Dreifuerst, who has also led other simulation-related innovations that benefit students and faculty, sees the technology as necessary to prepare future nurses for the stressors of a hospital environment.

“We were finding that employers’ expectations of new graduate nurses didn’t always meet the reality of the current educational model,” Dreifuerst says. “With IVRS, students can have simulation experiences that better prepare them for the complexity of health care.” 

Marquette Nursing has set an ambitious target of training 5,000 new nurses in the next decade, part of a broad campaign to help tackle the nationwide nursing shortage. The incoming freshman Class of 2023 is roughly 25 percent larger than the class that came before it.  

Admitting more students means a need for more of everything else: building space, faculty, resources and clinical time, to name a few. The college has made substantial investments in solving some of those challenges, including the ongoing renovation of David A. Straz, Jr., Hall, which will become the college’s new 100,000-square-foot home in the summer of 2024. And the college can start clearing hurdles even before the new building opens. Implementation of IVRS helps tremendously on the clinical experience front.

“We are competing for a limited number of clinical sites that will take our students and we’re also up against this challenge of getting students the clinical time they need to graduate. That’s where simulation comes in,” Costello says.  

Costello does not see traditional hospital clinicals going anywhere; rather, she views simulations as a necessary supplement to them. 

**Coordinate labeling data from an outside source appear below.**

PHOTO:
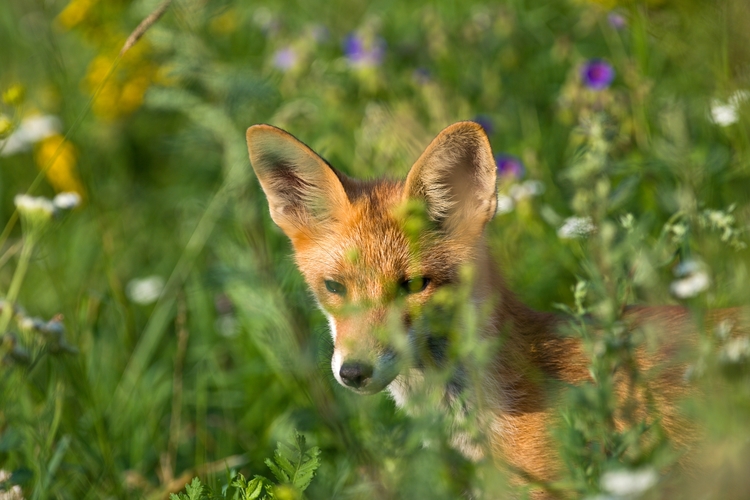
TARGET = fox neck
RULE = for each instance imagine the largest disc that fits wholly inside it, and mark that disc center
(509, 377)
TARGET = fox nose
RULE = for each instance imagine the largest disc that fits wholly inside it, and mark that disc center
(355, 374)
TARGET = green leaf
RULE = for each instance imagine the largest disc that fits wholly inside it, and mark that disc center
(195, 489)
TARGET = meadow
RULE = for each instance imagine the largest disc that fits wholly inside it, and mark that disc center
(154, 327)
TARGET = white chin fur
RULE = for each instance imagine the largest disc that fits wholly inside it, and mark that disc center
(331, 324)
(336, 362)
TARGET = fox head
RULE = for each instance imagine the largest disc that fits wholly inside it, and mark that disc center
(372, 262)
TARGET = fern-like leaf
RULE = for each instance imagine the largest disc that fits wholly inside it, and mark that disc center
(295, 464)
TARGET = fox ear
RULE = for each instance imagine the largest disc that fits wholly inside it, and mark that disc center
(303, 191)
(456, 176)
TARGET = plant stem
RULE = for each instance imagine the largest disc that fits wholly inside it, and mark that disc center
(15, 284)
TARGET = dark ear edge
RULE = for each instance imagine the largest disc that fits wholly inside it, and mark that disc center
(303, 190)
(456, 176)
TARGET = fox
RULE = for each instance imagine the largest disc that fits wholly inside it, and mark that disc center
(364, 269)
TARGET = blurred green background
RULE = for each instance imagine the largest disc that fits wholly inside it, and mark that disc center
(198, 344)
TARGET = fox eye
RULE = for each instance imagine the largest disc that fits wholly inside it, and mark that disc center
(335, 287)
(414, 285)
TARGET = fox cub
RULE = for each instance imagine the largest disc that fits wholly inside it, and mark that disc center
(365, 268)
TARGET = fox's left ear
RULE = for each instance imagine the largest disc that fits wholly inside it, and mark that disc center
(304, 192)
(456, 177)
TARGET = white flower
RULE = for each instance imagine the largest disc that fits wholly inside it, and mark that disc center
(723, 114)
(693, 279)
(30, 131)
(146, 290)
(629, 482)
(504, 204)
(727, 113)
(14, 493)
(526, 189)
(576, 227)
(67, 200)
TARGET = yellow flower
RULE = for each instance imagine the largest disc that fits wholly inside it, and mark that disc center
(75, 12)
(123, 92)
(62, 173)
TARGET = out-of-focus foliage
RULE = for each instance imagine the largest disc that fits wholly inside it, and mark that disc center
(182, 340)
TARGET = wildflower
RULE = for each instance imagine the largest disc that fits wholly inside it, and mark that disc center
(146, 290)
(509, 166)
(66, 201)
(14, 493)
(527, 189)
(6, 127)
(364, 52)
(36, 211)
(617, 20)
(75, 12)
(727, 113)
(629, 482)
(693, 279)
(576, 227)
(285, 59)
(30, 131)
(597, 74)
(486, 123)
(58, 157)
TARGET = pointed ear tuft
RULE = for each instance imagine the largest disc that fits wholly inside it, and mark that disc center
(456, 177)
(304, 192)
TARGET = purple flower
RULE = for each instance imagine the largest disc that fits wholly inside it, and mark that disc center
(364, 52)
(509, 166)
(285, 59)
(617, 20)
(597, 74)
(486, 123)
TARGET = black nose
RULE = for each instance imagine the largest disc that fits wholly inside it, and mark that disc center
(355, 374)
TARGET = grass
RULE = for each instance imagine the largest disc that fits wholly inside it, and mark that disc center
(232, 356)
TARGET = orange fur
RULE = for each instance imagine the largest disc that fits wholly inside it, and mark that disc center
(353, 233)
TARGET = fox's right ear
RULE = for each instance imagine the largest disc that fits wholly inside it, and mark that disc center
(304, 192)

“It’s important to run as many controlled scenarios as we can to expose students to things they’re going to see all the time so when they get in those clinical scenarios, they’re better prepared for it,” Costello says. “This is just one more tool we can use to support our nursing education.” 

Marquette Nursing has always been on the front line of nursing education trends, helping to shape the profession’s future. Through piloting IVRS in the nursing program, the college will evaluate how Marquette students can hone their skills in the virtual world to deliver better patient outcomes in the real world.